Bölüm 28: Moura

28 6 0
                                    

Jalal Mais ile aynı yaştaydı. Doğdukları zaman dilimleri bile yakındı fakat doğdukları yerler birbirinden tamamen farklı noktalardaydı. Mais bir imparatorluk sarayında, sayılamayacak kadar hazinenin harcanması ile varolan bir çaba sonucu meydana geldi. Gezegenin en iyi ebeleri tarafından doğultuldu. Annesi gökleri tersine çevirecek kadar güçlüydü. Babası koca bir gezegene hükmediyordu. İki abisi de nesillerinin 1 numarasıydı. Arkadaşları da büyük dahilerdi. Hizmetçisi bile yüce bir seviyedeydi.

Jalal aynı şartlarda doğmamıştı.

Jalal'in doğması annesinin ölümüne sebep olmuştu. O çürük tahtalarda, zehirli sayılacak bir havanın içinde doğdu.

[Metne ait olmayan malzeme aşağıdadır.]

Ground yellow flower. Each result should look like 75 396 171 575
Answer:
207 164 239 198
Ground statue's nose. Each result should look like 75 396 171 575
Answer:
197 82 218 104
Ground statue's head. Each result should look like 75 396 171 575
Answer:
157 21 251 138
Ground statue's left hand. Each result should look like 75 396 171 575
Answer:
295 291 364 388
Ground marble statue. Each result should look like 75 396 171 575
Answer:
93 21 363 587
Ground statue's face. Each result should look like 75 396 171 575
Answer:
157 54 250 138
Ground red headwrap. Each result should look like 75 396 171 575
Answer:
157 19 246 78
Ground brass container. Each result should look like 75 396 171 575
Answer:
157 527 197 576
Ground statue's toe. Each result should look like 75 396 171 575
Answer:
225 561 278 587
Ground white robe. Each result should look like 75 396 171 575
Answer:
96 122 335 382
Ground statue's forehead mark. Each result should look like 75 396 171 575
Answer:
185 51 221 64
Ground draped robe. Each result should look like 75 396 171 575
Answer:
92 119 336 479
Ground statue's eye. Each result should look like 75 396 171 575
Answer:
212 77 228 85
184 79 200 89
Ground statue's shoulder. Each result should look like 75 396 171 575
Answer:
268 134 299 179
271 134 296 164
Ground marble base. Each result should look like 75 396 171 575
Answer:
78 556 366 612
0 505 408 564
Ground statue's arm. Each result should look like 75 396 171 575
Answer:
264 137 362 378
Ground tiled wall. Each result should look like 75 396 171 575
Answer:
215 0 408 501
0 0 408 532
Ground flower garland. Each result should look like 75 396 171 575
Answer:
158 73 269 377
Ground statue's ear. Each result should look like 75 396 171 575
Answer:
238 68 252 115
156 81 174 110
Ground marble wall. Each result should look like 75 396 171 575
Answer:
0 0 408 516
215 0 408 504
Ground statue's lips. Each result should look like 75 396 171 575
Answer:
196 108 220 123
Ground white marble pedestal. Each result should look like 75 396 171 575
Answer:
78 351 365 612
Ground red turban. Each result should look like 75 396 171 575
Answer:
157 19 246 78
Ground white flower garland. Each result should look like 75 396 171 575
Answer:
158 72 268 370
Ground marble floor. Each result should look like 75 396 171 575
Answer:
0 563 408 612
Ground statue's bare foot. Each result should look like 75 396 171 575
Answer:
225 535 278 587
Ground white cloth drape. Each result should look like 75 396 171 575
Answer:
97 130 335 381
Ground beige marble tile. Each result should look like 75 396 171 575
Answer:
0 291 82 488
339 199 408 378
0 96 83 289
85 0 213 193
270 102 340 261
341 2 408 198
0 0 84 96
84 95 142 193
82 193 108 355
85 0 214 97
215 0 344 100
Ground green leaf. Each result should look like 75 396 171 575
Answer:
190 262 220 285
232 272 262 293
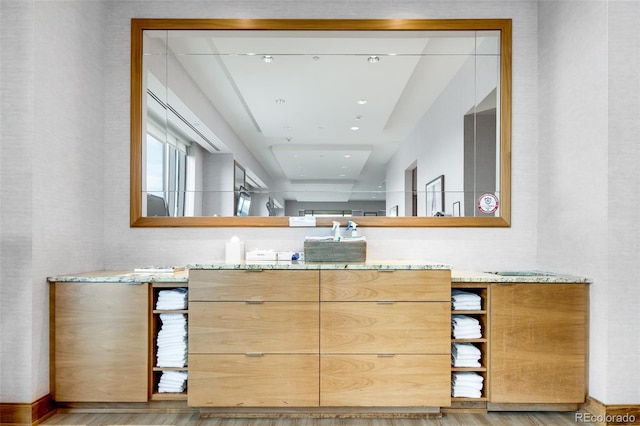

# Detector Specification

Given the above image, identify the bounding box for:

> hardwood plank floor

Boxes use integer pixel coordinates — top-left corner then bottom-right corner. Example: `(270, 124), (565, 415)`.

(40, 412), (594, 426)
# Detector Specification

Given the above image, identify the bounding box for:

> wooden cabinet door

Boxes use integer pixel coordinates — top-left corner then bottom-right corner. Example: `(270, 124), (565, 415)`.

(189, 269), (318, 302)
(189, 302), (319, 354)
(320, 269), (451, 303)
(490, 284), (588, 403)
(51, 283), (149, 402)
(320, 302), (451, 354)
(320, 355), (451, 407)
(188, 354), (319, 408)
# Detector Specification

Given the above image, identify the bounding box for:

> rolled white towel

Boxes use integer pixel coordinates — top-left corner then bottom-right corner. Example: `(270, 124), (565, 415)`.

(451, 315), (480, 325)
(451, 371), (484, 385)
(451, 342), (482, 357)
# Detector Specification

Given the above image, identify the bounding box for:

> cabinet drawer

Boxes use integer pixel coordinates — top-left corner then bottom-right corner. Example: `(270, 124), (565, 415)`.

(51, 283), (149, 402)
(189, 270), (318, 302)
(320, 355), (451, 407)
(189, 302), (319, 354)
(320, 270), (451, 303)
(320, 302), (451, 354)
(188, 354), (319, 407)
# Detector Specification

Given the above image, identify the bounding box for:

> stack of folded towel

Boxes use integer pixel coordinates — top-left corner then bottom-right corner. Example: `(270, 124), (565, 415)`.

(451, 290), (482, 311)
(451, 371), (484, 398)
(451, 342), (482, 367)
(451, 315), (482, 339)
(158, 371), (187, 392)
(156, 288), (187, 311)
(156, 314), (187, 367)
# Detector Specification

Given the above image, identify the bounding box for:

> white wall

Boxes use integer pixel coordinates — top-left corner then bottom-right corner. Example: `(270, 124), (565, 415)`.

(538, 1), (640, 404)
(0, 0), (638, 404)
(0, 0), (106, 402)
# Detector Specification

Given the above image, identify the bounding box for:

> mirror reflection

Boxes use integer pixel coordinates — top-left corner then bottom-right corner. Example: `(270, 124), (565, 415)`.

(132, 19), (509, 226)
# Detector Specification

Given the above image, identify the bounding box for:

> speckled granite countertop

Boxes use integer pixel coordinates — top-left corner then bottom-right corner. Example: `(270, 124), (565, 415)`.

(451, 270), (591, 284)
(47, 270), (189, 284)
(48, 261), (591, 284)
(187, 260), (451, 270)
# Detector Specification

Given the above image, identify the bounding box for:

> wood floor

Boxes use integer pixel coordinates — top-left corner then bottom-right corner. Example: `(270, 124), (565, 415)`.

(40, 412), (594, 426)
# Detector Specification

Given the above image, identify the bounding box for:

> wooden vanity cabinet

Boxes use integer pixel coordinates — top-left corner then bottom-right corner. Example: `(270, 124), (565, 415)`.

(187, 270), (319, 407)
(50, 282), (150, 402)
(490, 283), (588, 403)
(320, 270), (451, 407)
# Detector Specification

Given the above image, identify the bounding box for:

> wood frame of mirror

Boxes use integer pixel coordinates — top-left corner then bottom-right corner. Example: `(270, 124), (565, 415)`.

(130, 18), (511, 227)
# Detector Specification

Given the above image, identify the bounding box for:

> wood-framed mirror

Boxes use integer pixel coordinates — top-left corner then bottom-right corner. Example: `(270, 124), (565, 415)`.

(130, 19), (511, 227)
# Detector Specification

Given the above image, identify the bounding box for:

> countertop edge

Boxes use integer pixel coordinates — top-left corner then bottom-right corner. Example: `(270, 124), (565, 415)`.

(47, 262), (592, 285)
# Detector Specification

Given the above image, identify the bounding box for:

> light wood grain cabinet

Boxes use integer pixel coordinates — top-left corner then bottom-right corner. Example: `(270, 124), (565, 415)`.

(490, 283), (588, 403)
(320, 270), (451, 407)
(188, 270), (319, 407)
(188, 269), (451, 408)
(51, 282), (150, 402)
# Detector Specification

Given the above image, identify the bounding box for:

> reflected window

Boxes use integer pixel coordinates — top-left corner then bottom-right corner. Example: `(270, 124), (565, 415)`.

(146, 133), (187, 217)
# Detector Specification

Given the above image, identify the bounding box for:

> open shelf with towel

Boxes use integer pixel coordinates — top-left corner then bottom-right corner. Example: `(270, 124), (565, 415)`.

(149, 282), (189, 401)
(451, 283), (490, 405)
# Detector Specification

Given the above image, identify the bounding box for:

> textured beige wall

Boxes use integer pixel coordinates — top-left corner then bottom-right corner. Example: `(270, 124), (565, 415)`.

(0, 0), (639, 404)
(538, 1), (640, 404)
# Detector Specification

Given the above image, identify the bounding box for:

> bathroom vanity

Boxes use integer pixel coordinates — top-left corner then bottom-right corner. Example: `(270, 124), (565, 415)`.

(50, 262), (589, 416)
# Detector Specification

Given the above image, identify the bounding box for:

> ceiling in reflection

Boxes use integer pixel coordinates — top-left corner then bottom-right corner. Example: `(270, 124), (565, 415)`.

(151, 31), (497, 201)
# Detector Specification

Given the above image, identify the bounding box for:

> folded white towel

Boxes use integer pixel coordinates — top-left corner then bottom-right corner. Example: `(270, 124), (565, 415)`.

(451, 342), (482, 358)
(451, 302), (482, 311)
(451, 326), (482, 339)
(158, 371), (187, 393)
(451, 386), (482, 398)
(451, 358), (482, 368)
(156, 288), (188, 310)
(451, 371), (484, 386)
(451, 315), (480, 325)
(451, 290), (482, 302)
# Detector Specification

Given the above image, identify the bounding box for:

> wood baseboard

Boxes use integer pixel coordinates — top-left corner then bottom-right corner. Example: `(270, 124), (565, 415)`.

(576, 396), (640, 426)
(0, 394), (56, 425)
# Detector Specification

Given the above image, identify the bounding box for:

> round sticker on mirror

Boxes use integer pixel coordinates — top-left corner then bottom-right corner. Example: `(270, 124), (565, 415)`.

(478, 193), (498, 213)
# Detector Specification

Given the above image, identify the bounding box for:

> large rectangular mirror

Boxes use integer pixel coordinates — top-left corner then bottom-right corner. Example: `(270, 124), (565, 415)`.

(131, 19), (511, 227)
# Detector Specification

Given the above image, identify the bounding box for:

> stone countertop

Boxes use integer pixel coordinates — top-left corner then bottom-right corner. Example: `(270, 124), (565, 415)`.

(451, 270), (591, 284)
(187, 260), (451, 270)
(47, 269), (189, 284)
(48, 261), (591, 284)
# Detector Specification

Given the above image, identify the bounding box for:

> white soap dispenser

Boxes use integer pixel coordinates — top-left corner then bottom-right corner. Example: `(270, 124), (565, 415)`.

(331, 220), (340, 241)
(347, 220), (358, 237)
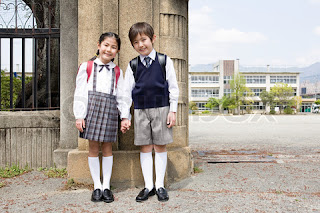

Babası bir madenciydi fakat hayatını içkiye adamıştı ve Jalal artık onun yerine çalışmaya gidiyordu. Kardeşleri bu hayatın zorluğunu dayanamamıştı. Ondan 2 yaş büyük abisini daha geçen ay gömmüştü. Artık kimsesi yoktu.

Siyahi denebilecek kadar koyu bir teni vardı. Temiz değildi. Sürekli yırtık kıyafetler giyerdi. Gelecekte etkileyici olacağına dair işaret veren bir yüzü de yoktu. Aslında oldukça sıradan belki çirkin sayılırdı.

Madenlerde gelişimi öğrenmişti. Değerli olmak için gelişimci olmak gerektiğini öğrenmişti. Kendini geliştirmişti. Yetenekliydi. Madencileri şaşırtacak derecede yetenekliydi. 9 yaşında Temel Kurma Aleminin 9. aşamasına ulaşmıştı. Madenciler ardında kaç kişi bu seviyeye ulaşabilmişti? Bir elin parmaklarını geçmez.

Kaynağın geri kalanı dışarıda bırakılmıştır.